That there is a sad lack of discipline in the army, there can be no doubt. It is equally true, that much of the spirit of disorganization and demoralizaton which prevail, arises from the miserable plight in which the government has left the men. As was said in a former letter, it is sheer nonsense to expect men, barefooted, in rags, and half fed, to perform all their duty on long and toilsome marches like an army of soldiers well clad and fully supplied.

The results of the battle, about which there seems to be considerable doubt even in Richmond, may be easily summed up. The enemy made the attack, and we repulsed it. So far we were victorious. Our victory, however, was only a technical victory. We neither routed the enemy nor threw him into confusion. When the battle was over, he maintained his original ground, and we held ours. His loss, according to the admissions of the Northern press, was unprecedentedly heavy — twice as heavy, indeed, as ours. This was owing to the superiority of our marksmanship, and the manner, heretofore explained, in which our artillery was fought.

The battle was not renewed the next day, though both parties remained in position that (Thursday) night. Gen. Lee decided to recross the Potomac, which he did without the loss of a man, or gun, or wagon, except such of the wounded as could not be moved on account of their injuries, and a few wagons that were turned over in the darkness. The retreat was a most masterly movement, and conducted with great order and judgment. The enemy followed on next morning, and threw a few shells into Shepherdstown and across the river at our forces, but did no damage worth naming. That night he sent across a brigade — some say a division — which was attacked by A. P. Hill, of Jackson’s corps, early Saturday morning, and the entire force driven back into the river, where nearly the whole of them were slaughtered, drowned, and captured. We subsequently retired further from the river — probably with the hope of drawing the enemy over. He was content, however, to despatch a cavalry force to Shepherdstown, where such of our wounded — only a few — as were too ill to be removed, were captured and paroled.

If General Lee’s object in crossing the river was to secure a permanent foothold in Maryland, as I think it was, then the movement has failed. If his aim was confined to the capture of the forces at Harper’s Ferry, as some who are anxious to mitigate the pain of our disappointment would contend, then he has been eminently successful. But be this as it may, the effect upon Maryland cannot be otherwise than disastrous. In prisoners and arms, we got greatly the advantage of the enemy, as we did in the casualties sustained by the respective armies.

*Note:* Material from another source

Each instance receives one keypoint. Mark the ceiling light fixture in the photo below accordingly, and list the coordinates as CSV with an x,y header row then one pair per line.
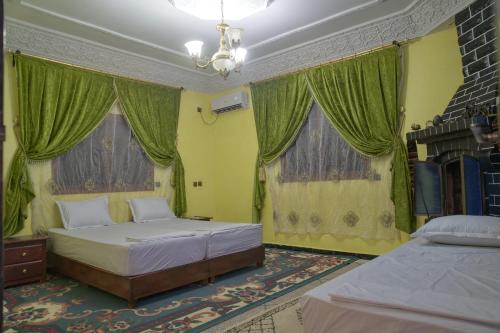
x,y
230,56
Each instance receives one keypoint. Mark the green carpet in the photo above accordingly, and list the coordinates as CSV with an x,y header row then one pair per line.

Considered apart, therefore, from the effect upon Maryland of our retreat across the river, the net result of the campaign was in our favor. A different conclusion, however, must be come to, if we take into the account the moral and political consequences to the people beyond the Potomac. Such, at least, is the humble opinion of your correspondent, who does not believe any harm can arise from a candid and honest expression of opinion, even though it be adverse to our desires.